# Soft Plastics for muskie?



## Burks (Jun 22, 2011)

I'm looking for expand my muskie......*ahem*......arsenal. Right now I'm just using hard baits like cranks/minnows. Looking to change up my presentation a little bit.

The area we fish is rocky with a good amount of weeds, but only in 3-6ft of water or less. Normally 2-4ft. Water quality is murky most of the time, very slow to still water current. No wind to very little wind.

A color pattern that we've found to work well is "Clown" by Rapala. They ignore bright blues, purples, etc. 

Any suggestions? I'm really new to this so my knowledge of lure selection is fairly limited. I can look through books all day and not know what is good or bad.


----------



## Snakecharmer (Apr 9, 2008)

Some guys like Bulldawgs and the ilk but they are too heavy for me to enjoy casting. I have some Bucher Slopmaster / Buzz/ Tandems Spinnerbaits with a plastic trailer that work well. You can try a big plastic on a jig - maybe a Reaper or a shad swimbait.


----------



## dtigers1984 (Jul 24, 2007)

I'll second the Bulldawg suggestion. Under the conditions that you described I would go with the Uptown Bulldawgs, which have less weight and are made to run shallower.


----------



## llunge (Jun 20, 2009)

Check out the Shumway Tackle Hot Head Curly Tail. It may be the style lure that will work in the situation that you have described. The small blade gives the bait some noise for murky water. You may be able to find other baits that are similar. Hope that helps.


----------



## Burks (Jun 22, 2011)

Thanks everyone. I went out and got some Berkley Powerbait 7" curly tails in a black/chartreuse color pattern, threaded them on to #2 worm hooks in a weedless fashion. I'll try these out and see how it goes, then maybe upgrade to some of the styles and types listed about.


----------



## BaddFish (Jun 20, 2009)

Don't forget the large tube baits... I think a local brand name is "Red October". Their huge tubes but you could rig them with light weight and they would dance through the water for you. I was at the Columbus show this last spring... and they ran out of white tubes in one day. So I guess white is hot.


----------



## willyb021 (Jun 1, 2009)

i second bulldawgs. i hear good things about them. but theyre like $15 , damn muskie lures are expensive


----------



## BITE-ME (Sep 5, 2005)

Try the magnum size shallow bulldawgs. I've had good success fishing them over weeds. I can keep them above 2' on a shorter cast and about 3' on a long cast.


----------



## crittergitter (Jun 9, 2005)

Burks said:


> Thanks everyone. I went out and got some Berkley Powerbait 7" curly tails in a black/chartreuse color pattern, threaded them on to #2 worm hooks in a weedless fashion. I'll try these out and see how it goes, then maybe upgrade to some of the styles and types listed about.

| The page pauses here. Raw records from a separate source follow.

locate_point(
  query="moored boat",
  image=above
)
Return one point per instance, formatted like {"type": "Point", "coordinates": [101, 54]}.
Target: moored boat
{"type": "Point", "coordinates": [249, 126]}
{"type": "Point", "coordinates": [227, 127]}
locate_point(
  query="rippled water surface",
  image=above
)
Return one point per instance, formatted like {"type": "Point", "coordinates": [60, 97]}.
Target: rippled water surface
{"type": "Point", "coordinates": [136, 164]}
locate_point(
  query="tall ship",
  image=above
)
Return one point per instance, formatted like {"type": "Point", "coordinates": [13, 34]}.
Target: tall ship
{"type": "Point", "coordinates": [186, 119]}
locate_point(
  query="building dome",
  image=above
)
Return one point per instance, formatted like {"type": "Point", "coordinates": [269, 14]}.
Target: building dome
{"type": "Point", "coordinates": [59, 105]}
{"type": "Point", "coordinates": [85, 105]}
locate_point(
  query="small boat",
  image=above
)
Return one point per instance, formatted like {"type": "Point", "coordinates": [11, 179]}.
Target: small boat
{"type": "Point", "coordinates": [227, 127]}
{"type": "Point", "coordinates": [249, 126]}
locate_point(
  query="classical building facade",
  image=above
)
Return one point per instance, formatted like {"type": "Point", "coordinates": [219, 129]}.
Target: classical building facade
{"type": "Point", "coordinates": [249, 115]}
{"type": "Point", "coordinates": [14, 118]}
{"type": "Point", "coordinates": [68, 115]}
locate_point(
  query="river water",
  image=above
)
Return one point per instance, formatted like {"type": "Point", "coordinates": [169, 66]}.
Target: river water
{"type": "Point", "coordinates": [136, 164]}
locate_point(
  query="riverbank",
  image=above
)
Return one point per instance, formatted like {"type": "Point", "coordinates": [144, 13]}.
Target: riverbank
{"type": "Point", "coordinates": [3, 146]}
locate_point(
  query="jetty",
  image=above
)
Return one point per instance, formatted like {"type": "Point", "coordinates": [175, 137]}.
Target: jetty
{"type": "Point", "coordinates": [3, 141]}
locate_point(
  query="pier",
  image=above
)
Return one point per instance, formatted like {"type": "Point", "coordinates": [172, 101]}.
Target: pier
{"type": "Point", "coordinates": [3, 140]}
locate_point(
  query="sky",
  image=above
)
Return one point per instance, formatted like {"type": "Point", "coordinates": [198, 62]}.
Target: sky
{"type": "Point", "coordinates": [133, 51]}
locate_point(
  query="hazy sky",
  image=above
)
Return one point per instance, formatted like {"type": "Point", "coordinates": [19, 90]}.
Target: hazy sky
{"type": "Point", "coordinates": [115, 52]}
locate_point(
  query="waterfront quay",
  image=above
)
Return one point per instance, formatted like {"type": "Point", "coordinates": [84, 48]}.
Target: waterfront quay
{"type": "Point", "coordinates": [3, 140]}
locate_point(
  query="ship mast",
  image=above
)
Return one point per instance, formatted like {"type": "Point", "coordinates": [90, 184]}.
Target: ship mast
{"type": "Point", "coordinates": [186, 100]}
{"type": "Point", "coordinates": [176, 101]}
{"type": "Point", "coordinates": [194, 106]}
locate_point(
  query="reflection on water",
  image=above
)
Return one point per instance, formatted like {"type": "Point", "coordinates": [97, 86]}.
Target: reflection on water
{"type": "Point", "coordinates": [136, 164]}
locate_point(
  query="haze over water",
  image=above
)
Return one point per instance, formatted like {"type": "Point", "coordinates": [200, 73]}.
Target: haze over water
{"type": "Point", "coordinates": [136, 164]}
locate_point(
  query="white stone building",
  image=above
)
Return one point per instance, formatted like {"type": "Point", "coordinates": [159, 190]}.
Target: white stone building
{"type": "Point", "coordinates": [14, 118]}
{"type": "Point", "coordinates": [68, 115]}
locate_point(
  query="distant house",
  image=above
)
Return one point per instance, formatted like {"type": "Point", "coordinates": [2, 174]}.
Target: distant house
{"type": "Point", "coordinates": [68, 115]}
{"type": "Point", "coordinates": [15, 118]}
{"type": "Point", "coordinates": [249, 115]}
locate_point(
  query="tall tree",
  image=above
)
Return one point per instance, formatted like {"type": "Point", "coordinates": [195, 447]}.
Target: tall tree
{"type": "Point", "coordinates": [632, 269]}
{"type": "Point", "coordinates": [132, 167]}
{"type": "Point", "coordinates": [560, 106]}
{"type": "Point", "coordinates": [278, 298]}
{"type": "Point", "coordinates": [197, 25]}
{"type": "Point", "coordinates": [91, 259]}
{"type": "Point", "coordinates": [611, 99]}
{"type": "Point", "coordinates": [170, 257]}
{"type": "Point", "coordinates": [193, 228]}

I have some plastics and I usually rig them on nothing less than a 5/0 EWG Gamakastu hook. I prefer 7/0 or bigger. I am a big fan of the Kalins Big Game 6" Lunker grubs.


----------



## Burks (Jun 22, 2011)

I've only been out once with softies for muskie so far. No interest in them. Maybe in the main lake they'll be more interested. Thanks for the help though. Will keep them for bass too


----------



## Anzomcik (Jul 28, 2010)

Since the heat really sank it the past few weeks, i have been moving almost all my fish (some are tankers) with a bait called Sloppy Swimmer. It is a boottail swimbait. So dont overlook the swimbait softplastics.


----------



## katfish ken (Feb 5, 2010)

I think you'll end up finding the soft plastic in Musky size in the salt water class of baits if you are looking on line. They make dip for plastic bait's that changes color of the part that is dipped.. That being said you should be able to get some large white swim baits and make them into the clown color you referred to.. Hope this helps..


----------



## Burks (Jun 22, 2011)

So I bought some large white with silver speck tubes at a local thrift store (just in a big pile o' lures, paid $1 for all of them). 

What is your favorite way to rig these guys for muskie? I have some ideas, but I haven't ran across them on the forums or anything yet. I'd hate to run it *my* way, and lose a fish!


----------